I know. I think modern philosophers are idiots. I guess you haven't read many of my posts. I read Ayn Rand first. She's my favorite still. Then I read Plato, then Augustine's City of God, then some Aristotle. Next up was Schaeffer. Brilliant Then when I was in college, I had to read Hume, Berkley, Decarte, and Leibniz. Junk when compaired to the other. They lack any philosophical 'metaphysics' and got hung up on methods. Kirkegaard and Barth are also not worth it. Especially Barth. He' so boring and doesn't have any grasp of what the Bible is really about.

That's how I knew that the into stuff was a little off, and the critics were wrong because they embraced modern philosophy instead of being a real philosopher. Aquinas seperated theology from natural science. The super-natural from the natural. Which Decarte picked up on, and the rest is history.

There you go Tim. I'll keep more a commin. I like topics like this too! 

-----Added 12/11/2008 at 03:54:44 EST-----



cih1355 said:


> What did Schaeffer mean when he said that nature eats up grace?
> 
> If you begin with autonomous rationality what you come to is mathematics and mathematics only deals with particulars, not universals. Can anyone explain why it is the case that when you begin with autonomous rationality, you come up with particulars, not universals?



To answer the first, that's kinda what I've been talking about in my posts, about the seperation between the supernatural (grace) and the natural (nature).

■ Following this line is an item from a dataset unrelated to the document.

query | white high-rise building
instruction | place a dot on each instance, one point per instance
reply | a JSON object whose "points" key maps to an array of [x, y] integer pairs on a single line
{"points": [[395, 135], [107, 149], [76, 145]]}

As to the second, I'll have to get back on that. It's late and I want to go to bed and hold my wife near.


----------



## jwithnell (Dec 11, 2008)

This later comes to fruition when Locke and then the enlightenment thinkers talked about some truths being self-evident and moral law that can be discovered in much the same way we discover the physical universe.


----------



## cih1355 (Dec 12, 2008)

I found the answer to my third question. In the last chapter of _Escape_ _from Reason_, Schaeffer says, "There are two concepts of ideas of knowing which must be kept separate. The first is the rationalistic or humanistic concept, namely, that man beginning totally independent and autonomous from all else can build a bridge toward ultimate truth- as if attempting to build a cantilever bridge out from himself across an infinite gorge. This is not possible because man is finite and as such he has nothing toward which he can point with certainty. He has no way, beginning from himself to set up sufficient universals. Satre has seen this very clearly when as a result of finding no infinite reference point, he comes to the conclusion that everything must be absurd."


----------



## ChristianTrader (Dec 12, 2008)

cih1355 said:


> I found the answer to my third question. In the last chapter of _Escape_ _from Reason_, Schaeffer says, "There are two concepts of ideas of knowing which must be kept separate. The first is the rationalistic or humanistic concept, namely, that man beginning totally independent and autonomous from all else can build a bridge toward ultimate truth- as if attempting to build a cantilever bridge out from himself across an infinite gorge. This is not possible because man is finite and as such he has nothing toward which he can point with certainty. He has no way, beginning from himself to set up sufficient universals. Satre has seen this very clearly when as a result of finding no infinite reference point, he comes to the conclusion that everything must be absurd."



So can a person who has never seen a Bible or talked to a Christian have certainty in any of his beliefs?

CT


----------



## Grymir (Dec 12, 2008)

Depends on what you mean by beliefs. It's such a vague term. Schaeffer is talking about universals. Which no-one can get to from starting within himself, or by looking at the particulars. My knowledge of God and the Bible is not a belief. It is based on knowledge. Since the Bible comes from outside our space time continuum, it is a metaphysical statement that contains the universals. 

So no, a person who hasn't read and used the Bible can't be accurate in his "beliefs".


----------